If these were the final words to describe the Christian's life, it would be a pretty miserable and somber existence. But these ashes and these words are NOT the final word. The final word on sin, death, and the grave comes to us in 40 days on Easter Sunday where the risen Christ proclaims to these, "You don't win. I am victorious over you."
Looking forward to that final word, God comes to us today for us to acknowledge that we are sinners in need of mercy and grace who repent and believe in his son, whom he has sent for us.
From that word comes the call to a changed and transformed life--a a life shaped in the way of the cross, which flies in the face of everything our culture celebrates and acknowledges as good. The way of the cross lives selflessly in the midst of an entirely self-centered world. A quick glance at your social media accounts after our time together reinforces how inwardly turned we are! The way of the cross lives a life characterized by good works and loving our neighbors as God has loved us, not merely to get or even anticipating anything in return.

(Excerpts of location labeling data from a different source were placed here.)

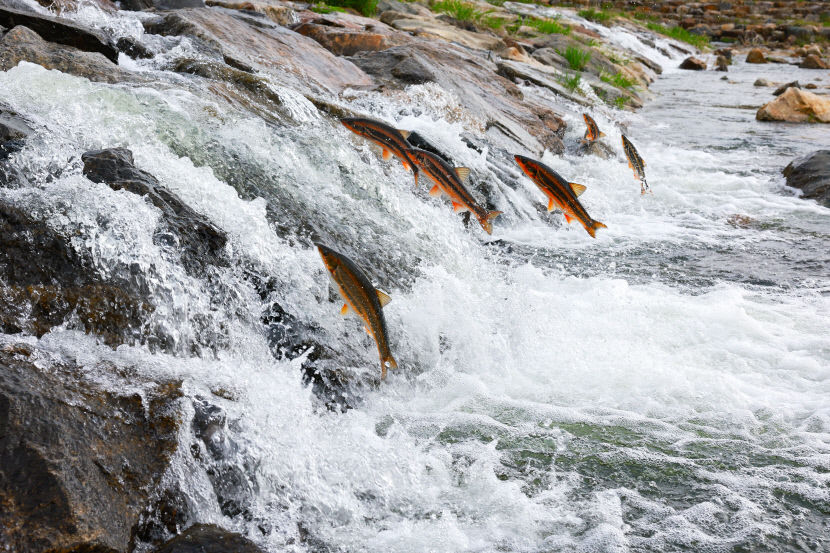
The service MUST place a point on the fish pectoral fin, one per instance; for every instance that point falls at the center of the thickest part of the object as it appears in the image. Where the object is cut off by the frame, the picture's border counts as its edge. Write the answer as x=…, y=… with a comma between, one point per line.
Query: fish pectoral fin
x=463, y=173
x=383, y=298
x=578, y=188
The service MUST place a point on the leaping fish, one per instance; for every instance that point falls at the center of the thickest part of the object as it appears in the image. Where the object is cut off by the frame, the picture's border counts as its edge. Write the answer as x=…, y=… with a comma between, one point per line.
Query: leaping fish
x=450, y=181
x=592, y=132
x=636, y=163
x=560, y=193
x=390, y=140
x=362, y=298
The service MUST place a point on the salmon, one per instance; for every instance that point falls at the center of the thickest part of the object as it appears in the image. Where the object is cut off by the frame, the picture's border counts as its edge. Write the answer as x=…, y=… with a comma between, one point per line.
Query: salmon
x=636, y=163
x=450, y=181
x=361, y=298
x=592, y=132
x=390, y=140
x=560, y=193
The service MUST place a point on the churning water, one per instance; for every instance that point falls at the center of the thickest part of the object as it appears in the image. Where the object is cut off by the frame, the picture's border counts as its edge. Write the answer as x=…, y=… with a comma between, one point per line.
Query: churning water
x=665, y=387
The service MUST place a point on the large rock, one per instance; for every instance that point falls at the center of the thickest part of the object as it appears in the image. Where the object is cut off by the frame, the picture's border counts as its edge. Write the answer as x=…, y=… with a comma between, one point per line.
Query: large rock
x=199, y=241
x=694, y=64
x=77, y=461
x=756, y=56
x=60, y=31
x=23, y=44
x=811, y=175
x=812, y=61
x=796, y=106
x=209, y=538
x=47, y=283
x=472, y=79
x=254, y=40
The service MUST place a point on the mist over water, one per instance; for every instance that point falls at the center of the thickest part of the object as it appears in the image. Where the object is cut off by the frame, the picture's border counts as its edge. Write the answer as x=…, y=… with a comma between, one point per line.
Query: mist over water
x=661, y=388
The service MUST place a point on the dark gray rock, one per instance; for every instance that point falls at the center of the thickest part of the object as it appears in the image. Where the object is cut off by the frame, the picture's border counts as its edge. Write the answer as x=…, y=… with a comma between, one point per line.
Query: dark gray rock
x=77, y=462
x=209, y=538
x=23, y=44
x=60, y=31
x=783, y=88
x=693, y=64
x=199, y=241
x=811, y=175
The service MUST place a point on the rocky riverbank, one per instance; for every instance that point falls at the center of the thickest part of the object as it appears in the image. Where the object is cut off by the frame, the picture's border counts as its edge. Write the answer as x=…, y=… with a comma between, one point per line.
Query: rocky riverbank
x=92, y=450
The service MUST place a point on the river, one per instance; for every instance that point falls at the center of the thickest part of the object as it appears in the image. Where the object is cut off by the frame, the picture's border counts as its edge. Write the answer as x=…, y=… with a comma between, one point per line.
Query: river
x=661, y=388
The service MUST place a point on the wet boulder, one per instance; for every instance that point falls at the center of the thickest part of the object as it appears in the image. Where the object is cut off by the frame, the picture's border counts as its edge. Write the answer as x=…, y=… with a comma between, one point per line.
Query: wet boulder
x=796, y=106
x=60, y=31
x=812, y=61
x=756, y=55
x=199, y=242
x=694, y=64
x=811, y=175
x=46, y=283
x=783, y=88
x=209, y=538
x=78, y=461
x=23, y=44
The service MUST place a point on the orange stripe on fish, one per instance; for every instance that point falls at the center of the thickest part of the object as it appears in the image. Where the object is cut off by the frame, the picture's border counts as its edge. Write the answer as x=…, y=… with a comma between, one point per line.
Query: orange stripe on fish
x=450, y=181
x=560, y=193
x=361, y=298
x=390, y=140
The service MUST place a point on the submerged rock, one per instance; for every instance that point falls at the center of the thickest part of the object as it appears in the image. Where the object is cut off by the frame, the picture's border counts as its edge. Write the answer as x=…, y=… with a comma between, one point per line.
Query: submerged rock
x=60, y=31
x=209, y=538
x=199, y=241
x=796, y=106
x=23, y=44
x=783, y=88
x=694, y=64
x=811, y=175
x=77, y=461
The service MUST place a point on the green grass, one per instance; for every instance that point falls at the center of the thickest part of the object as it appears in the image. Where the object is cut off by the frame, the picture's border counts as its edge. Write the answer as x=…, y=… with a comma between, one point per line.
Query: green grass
x=325, y=8
x=679, y=33
x=365, y=7
x=547, y=26
x=570, y=81
x=462, y=11
x=597, y=16
x=576, y=57
x=619, y=80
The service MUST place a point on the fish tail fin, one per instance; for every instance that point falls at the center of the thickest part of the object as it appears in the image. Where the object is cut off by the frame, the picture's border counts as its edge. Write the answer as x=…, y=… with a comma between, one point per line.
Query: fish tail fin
x=387, y=363
x=487, y=221
x=594, y=227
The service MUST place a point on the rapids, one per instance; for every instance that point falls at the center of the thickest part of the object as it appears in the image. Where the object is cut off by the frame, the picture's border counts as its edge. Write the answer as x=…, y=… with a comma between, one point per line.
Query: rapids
x=661, y=388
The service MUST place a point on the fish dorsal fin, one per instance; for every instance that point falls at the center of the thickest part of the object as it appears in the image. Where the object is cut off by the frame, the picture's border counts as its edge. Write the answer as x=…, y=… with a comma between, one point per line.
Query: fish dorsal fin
x=577, y=188
x=383, y=298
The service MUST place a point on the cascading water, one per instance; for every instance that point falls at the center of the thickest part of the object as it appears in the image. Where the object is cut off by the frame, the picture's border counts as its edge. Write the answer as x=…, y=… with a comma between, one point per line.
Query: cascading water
x=661, y=388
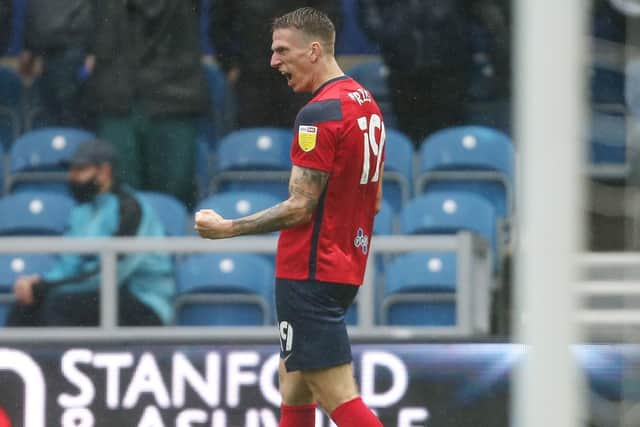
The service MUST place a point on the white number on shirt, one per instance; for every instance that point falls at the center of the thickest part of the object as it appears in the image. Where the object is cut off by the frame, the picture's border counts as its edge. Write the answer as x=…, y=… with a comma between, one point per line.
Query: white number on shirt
x=371, y=146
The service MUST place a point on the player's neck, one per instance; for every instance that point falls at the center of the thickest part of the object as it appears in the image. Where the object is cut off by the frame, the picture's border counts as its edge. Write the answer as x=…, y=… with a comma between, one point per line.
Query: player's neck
x=329, y=71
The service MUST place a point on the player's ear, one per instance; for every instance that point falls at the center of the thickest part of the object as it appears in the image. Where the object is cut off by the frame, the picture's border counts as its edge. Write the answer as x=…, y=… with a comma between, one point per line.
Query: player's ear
x=315, y=52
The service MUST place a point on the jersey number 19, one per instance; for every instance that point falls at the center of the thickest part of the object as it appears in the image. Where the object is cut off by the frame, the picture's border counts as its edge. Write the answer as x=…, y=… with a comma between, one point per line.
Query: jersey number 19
x=371, y=146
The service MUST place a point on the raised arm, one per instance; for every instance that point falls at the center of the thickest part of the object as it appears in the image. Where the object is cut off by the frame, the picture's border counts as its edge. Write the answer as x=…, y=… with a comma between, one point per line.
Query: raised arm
x=305, y=189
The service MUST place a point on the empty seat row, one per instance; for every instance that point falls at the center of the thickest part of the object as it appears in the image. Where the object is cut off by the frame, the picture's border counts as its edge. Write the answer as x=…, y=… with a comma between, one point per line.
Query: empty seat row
x=237, y=289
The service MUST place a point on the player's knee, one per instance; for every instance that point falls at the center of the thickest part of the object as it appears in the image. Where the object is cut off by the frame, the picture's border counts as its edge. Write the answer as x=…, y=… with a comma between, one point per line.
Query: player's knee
x=330, y=394
x=293, y=389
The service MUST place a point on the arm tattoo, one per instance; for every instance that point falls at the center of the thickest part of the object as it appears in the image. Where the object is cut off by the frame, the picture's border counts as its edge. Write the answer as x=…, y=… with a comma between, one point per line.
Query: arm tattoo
x=305, y=188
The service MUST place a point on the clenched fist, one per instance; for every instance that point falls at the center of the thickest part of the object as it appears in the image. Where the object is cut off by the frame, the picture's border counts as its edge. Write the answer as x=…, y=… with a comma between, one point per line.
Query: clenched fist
x=210, y=225
x=23, y=289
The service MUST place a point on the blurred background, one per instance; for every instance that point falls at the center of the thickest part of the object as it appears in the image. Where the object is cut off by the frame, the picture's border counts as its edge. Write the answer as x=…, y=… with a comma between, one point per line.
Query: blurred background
x=183, y=91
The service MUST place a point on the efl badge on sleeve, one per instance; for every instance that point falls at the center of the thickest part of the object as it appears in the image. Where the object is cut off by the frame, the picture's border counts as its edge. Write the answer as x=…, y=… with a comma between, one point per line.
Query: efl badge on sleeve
x=307, y=136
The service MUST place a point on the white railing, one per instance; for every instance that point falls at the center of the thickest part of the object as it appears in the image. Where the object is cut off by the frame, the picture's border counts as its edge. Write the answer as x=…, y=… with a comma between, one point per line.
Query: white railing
x=472, y=294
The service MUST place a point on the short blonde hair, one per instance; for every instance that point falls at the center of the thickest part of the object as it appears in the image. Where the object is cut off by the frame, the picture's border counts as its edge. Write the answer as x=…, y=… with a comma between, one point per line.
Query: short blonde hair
x=311, y=22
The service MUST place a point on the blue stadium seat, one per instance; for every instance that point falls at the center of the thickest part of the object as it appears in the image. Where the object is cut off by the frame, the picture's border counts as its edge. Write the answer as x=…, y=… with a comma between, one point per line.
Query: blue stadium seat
x=4, y=311
x=34, y=213
x=12, y=266
x=384, y=223
x=372, y=75
x=171, y=212
x=222, y=116
x=607, y=86
x=11, y=100
x=449, y=212
x=254, y=159
x=474, y=159
x=420, y=289
x=234, y=204
x=608, y=145
x=38, y=158
x=398, y=169
x=2, y=169
x=203, y=165
x=351, y=39
x=224, y=289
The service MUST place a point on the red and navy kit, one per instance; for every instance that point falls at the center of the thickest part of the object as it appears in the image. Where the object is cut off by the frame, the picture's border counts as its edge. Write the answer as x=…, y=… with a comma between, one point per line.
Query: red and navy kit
x=340, y=131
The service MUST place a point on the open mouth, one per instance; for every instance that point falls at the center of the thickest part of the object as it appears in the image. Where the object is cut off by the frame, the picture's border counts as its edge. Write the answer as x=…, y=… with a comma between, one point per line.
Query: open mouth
x=286, y=75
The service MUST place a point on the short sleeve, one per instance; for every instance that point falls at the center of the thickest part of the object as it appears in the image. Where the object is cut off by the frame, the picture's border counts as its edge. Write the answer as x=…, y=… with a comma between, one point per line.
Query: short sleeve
x=316, y=135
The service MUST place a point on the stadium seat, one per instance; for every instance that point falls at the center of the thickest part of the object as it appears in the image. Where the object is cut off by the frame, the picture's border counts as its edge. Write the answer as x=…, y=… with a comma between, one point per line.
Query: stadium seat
x=234, y=204
x=608, y=146
x=11, y=99
x=398, y=169
x=254, y=159
x=448, y=212
x=12, y=266
x=474, y=159
x=224, y=289
x=607, y=86
x=171, y=212
x=351, y=39
x=221, y=119
x=34, y=213
x=372, y=75
x=420, y=290
x=203, y=165
x=2, y=169
x=38, y=158
x=384, y=223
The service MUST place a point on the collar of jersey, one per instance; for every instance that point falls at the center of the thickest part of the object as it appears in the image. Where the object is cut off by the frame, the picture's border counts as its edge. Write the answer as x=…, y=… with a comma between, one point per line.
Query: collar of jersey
x=328, y=82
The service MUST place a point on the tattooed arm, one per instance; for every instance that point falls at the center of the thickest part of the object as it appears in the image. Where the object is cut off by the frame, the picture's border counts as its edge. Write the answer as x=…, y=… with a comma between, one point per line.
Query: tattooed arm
x=305, y=188
x=379, y=195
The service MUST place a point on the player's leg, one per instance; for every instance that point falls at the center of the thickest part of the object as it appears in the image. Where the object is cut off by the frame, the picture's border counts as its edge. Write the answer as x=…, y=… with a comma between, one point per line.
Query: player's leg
x=298, y=408
x=336, y=392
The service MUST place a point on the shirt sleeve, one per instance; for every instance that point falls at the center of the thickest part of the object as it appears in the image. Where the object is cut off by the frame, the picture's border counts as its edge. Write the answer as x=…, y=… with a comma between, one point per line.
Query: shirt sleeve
x=316, y=135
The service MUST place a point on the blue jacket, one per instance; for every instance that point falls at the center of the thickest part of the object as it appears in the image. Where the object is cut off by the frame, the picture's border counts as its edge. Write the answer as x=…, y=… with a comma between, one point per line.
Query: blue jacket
x=149, y=276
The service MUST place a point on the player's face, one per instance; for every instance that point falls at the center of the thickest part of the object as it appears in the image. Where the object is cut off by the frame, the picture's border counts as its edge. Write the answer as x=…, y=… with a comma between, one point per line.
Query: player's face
x=291, y=56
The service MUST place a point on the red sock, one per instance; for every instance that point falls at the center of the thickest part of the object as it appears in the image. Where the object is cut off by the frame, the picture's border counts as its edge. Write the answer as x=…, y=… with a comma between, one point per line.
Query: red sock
x=298, y=416
x=355, y=413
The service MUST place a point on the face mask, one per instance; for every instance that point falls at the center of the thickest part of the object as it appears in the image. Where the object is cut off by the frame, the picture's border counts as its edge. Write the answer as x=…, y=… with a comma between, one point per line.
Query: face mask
x=84, y=191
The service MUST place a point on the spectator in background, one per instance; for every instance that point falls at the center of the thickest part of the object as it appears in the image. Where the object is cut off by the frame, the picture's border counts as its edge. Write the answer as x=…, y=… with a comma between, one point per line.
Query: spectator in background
x=148, y=89
x=5, y=25
x=14, y=29
x=238, y=28
x=68, y=295
x=58, y=32
x=426, y=46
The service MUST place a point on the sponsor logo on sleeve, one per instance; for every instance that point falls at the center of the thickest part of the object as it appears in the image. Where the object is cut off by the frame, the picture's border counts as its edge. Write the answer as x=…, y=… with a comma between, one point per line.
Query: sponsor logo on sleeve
x=307, y=137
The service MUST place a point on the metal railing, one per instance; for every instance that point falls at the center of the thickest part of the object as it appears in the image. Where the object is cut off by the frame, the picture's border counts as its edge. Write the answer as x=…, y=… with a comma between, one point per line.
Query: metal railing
x=472, y=296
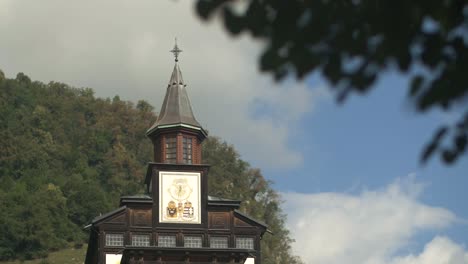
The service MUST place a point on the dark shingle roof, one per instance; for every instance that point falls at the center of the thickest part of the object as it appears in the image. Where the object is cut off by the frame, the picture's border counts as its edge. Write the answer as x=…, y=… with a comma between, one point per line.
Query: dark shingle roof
x=176, y=108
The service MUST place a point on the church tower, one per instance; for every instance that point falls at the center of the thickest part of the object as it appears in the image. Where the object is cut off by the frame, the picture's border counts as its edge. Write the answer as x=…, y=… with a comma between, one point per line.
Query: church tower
x=176, y=221
x=176, y=134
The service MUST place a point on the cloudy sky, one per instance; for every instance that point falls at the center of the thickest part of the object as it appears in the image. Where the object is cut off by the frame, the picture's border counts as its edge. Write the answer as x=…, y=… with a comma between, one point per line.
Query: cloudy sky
x=353, y=189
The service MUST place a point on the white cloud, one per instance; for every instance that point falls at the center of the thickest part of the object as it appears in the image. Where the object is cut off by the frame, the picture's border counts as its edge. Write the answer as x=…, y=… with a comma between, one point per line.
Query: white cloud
x=441, y=250
x=370, y=227
x=121, y=47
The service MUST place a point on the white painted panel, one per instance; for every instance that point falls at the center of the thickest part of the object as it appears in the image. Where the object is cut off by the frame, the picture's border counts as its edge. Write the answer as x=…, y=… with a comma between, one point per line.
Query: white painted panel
x=249, y=261
x=179, y=197
x=113, y=258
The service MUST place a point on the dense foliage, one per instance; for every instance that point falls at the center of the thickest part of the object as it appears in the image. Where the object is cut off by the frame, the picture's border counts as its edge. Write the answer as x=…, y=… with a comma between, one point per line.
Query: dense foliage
x=66, y=157
x=351, y=43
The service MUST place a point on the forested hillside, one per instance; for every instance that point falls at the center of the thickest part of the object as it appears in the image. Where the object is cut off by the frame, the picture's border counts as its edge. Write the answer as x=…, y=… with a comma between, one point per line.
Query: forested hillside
x=67, y=156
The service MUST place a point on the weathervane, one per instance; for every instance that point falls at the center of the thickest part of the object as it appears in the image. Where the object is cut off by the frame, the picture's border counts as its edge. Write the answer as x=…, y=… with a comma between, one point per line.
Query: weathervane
x=176, y=50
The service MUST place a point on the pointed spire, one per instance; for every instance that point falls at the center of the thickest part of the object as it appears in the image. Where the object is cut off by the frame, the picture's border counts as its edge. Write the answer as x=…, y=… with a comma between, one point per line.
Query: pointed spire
x=176, y=51
x=176, y=108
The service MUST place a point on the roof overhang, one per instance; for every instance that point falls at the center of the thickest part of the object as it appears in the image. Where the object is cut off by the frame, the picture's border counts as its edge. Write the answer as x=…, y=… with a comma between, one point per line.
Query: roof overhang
x=150, y=132
x=132, y=253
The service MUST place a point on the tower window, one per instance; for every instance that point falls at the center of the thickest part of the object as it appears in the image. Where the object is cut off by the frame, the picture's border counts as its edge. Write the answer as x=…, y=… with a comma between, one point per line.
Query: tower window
x=114, y=240
x=218, y=242
x=140, y=240
x=166, y=241
x=171, y=149
x=187, y=150
x=244, y=242
x=193, y=241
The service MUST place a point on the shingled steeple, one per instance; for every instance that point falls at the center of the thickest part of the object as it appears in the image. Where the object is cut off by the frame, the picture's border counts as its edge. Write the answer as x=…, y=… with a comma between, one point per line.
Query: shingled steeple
x=176, y=125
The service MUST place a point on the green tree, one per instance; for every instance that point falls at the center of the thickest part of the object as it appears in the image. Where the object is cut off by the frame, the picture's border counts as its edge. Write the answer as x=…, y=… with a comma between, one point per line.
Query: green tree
x=352, y=43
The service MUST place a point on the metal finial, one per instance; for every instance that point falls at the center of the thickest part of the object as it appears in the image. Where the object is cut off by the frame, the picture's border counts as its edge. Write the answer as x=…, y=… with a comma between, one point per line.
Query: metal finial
x=176, y=50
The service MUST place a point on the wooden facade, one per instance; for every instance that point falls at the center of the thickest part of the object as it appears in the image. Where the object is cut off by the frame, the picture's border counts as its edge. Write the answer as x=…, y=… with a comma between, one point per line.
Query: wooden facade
x=176, y=221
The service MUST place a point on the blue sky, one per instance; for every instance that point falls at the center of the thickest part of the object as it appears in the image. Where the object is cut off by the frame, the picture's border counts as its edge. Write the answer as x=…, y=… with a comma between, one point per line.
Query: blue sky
x=349, y=174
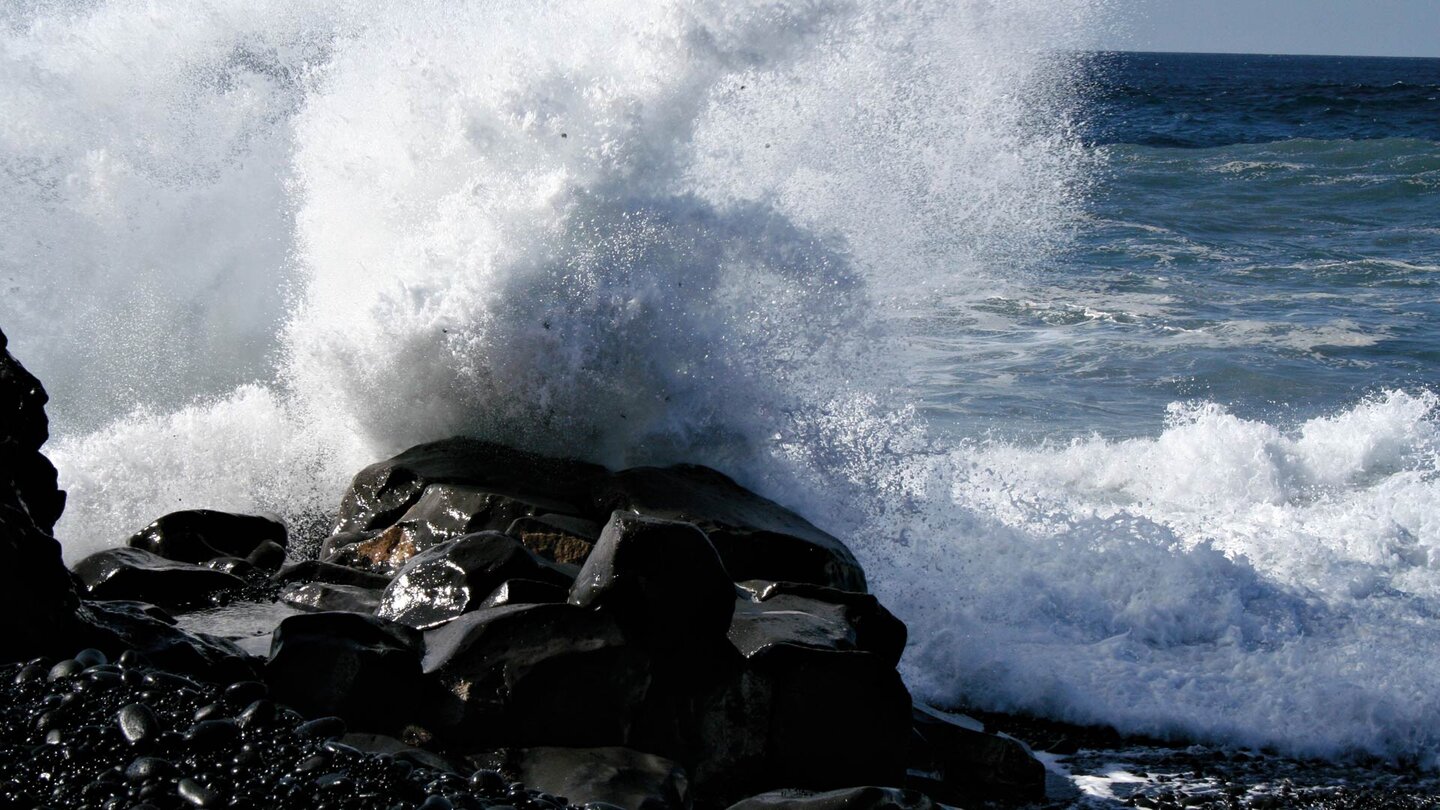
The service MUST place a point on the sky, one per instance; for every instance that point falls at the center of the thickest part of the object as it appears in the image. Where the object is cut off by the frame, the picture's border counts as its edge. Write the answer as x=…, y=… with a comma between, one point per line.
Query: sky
x=1365, y=28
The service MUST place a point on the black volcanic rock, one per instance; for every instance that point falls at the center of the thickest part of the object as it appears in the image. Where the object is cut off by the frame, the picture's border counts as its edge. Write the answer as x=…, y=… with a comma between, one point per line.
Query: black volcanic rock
x=844, y=799
x=560, y=538
x=804, y=718
x=661, y=578
x=756, y=538
x=357, y=668
x=536, y=675
x=619, y=777
x=526, y=593
x=199, y=535
x=454, y=577
x=318, y=571
x=321, y=597
x=38, y=601
x=137, y=574
x=817, y=617
x=962, y=766
x=382, y=493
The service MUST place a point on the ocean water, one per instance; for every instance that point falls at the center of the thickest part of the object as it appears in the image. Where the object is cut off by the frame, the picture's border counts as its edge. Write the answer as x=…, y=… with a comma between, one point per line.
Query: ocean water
x=1116, y=371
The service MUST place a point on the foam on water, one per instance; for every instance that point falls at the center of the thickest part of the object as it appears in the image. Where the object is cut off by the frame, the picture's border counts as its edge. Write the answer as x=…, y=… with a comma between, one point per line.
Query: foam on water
x=257, y=245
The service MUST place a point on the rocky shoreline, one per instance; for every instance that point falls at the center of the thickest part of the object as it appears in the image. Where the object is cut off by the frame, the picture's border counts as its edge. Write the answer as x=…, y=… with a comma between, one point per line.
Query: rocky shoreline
x=484, y=627
x=490, y=629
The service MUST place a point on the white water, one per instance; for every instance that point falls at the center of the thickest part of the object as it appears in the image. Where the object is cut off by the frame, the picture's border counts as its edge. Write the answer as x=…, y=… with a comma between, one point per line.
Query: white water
x=252, y=247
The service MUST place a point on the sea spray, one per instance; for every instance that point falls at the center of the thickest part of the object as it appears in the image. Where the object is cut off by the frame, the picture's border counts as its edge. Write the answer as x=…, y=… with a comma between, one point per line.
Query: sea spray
x=254, y=247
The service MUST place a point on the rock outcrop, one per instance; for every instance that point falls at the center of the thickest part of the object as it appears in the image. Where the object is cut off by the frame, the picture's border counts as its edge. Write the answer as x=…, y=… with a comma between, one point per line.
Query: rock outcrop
x=38, y=600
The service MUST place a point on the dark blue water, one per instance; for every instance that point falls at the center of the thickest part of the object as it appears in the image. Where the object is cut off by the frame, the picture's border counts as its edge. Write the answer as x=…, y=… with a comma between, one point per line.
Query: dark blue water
x=1263, y=234
x=1211, y=100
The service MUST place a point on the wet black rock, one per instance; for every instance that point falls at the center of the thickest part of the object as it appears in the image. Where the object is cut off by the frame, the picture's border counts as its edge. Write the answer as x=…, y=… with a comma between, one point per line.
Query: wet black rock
x=756, y=538
x=455, y=577
x=38, y=601
x=382, y=493
x=199, y=535
x=846, y=799
x=814, y=616
x=81, y=757
x=536, y=675
x=958, y=763
x=137, y=722
x=317, y=571
x=359, y=668
x=137, y=574
x=147, y=632
x=805, y=718
x=318, y=597
x=585, y=776
x=562, y=538
x=661, y=580
x=526, y=593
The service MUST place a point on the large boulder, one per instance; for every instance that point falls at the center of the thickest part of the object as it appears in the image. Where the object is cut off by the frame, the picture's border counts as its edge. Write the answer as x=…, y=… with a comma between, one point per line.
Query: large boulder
x=357, y=668
x=324, y=597
x=454, y=577
x=560, y=538
x=120, y=626
x=844, y=799
x=137, y=574
x=814, y=616
x=38, y=600
x=661, y=578
x=621, y=777
x=536, y=675
x=756, y=538
x=318, y=571
x=200, y=535
x=961, y=764
x=807, y=718
x=462, y=469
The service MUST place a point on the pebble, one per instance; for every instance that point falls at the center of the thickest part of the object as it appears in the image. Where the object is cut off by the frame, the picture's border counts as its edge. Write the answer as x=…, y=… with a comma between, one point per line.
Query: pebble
x=137, y=722
x=198, y=794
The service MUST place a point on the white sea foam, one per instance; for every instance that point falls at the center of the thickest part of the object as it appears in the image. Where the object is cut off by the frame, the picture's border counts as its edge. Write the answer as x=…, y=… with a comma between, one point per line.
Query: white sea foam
x=254, y=245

The way of the cross encourages a simple, quiet faith lived out in a world characterized by noise, busyness, and chaos.
But the way of the cross is a life we fail to live out, daily. But God in his great mercy gives us a "do over" every year. That holy do over is Lent. For in Lent we are challenged to slow down and reconnect to God through spiritual disciplines, to reconnect to our brothers and sisters in Christ, and to reconnect to all those around us made in the image and likeness of God. It is a season in which to be deliberate and intentional.
Today we will go so far with our intentionality that we literally mark ourselves with a reminder of our mortality (ashes) that is simultaneously a reminder of Christ's ultimate victory (in the shape of a cross) and our immortality in him.
Today we stop at the language of ashes, dust, and death. The 'rest of the story,' awaits Easter Sunday. The rest of story awaits our own committals, where those gathered around us will hear the good news that we are laid to rest in the ground, "ashes to ashes, dust to dust, in the sure and certain hope of the resurrection to eternal life through our Lord Jesus Christ who will change our lowly bodies so that they will be like his glorious body, by the power than enables Him to subject all things to Himself."